A desire filled Tulsidas was desperate to meet his newlywed wife. He crossed a river at night mistaking a corpse to be a wooden log; used a snake as a rope to climb up the wall to meet his wife, only to be rebuked by her that he would be better off with an equal passion for Lord Rama. He was transformed that very moment and he went on to author the revered ‘Ram Charit Manas’.
Tulsi’s story helps us better comprehend Krishna’s advice (3.41) to destroy desire by disciplining the senses.
Desire has two aspects. The first is the energy of courage, determination and passion that is generated in us and the second is its direction. Outwardly directed, it is dissipated in seeking sensual pleasures and possessions. When Krishna asks us to destroy desires, he doesn't want us to destroy this energy, but only wants us to direct it inwards like Tulsidas. This energy is essential for the demanding spiritual journey, like a satellite needing energy from its rockets in the beginning to reach orbit. Once one reaches the eternal state, both energy and direction become meaningless.

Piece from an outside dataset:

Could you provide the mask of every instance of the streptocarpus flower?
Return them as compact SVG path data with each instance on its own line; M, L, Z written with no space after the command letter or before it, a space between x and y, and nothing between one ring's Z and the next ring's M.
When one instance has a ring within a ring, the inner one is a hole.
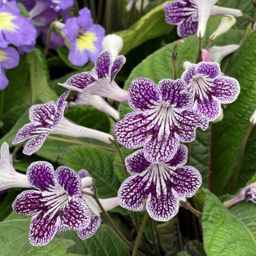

Krishna asks us to discipline our senses to help direct our energies inwards. He describes (3.42) a hierarchy to help us. As the whole is greater than the sum of its parts, the mind which is the sum of all the senses is superior to the senses themselves. Even the mind is limited to fight or flight reactions, sufficient for animalistic survival. The intellect, however, goes far beyond and differentiates us from animals and hence is superior to the mind. Krishna further says (3.43) that the self (soul) is superior to intellect and advises us to use it to annihilate the foe of desire which is hard to conquer with the mind or the intellect.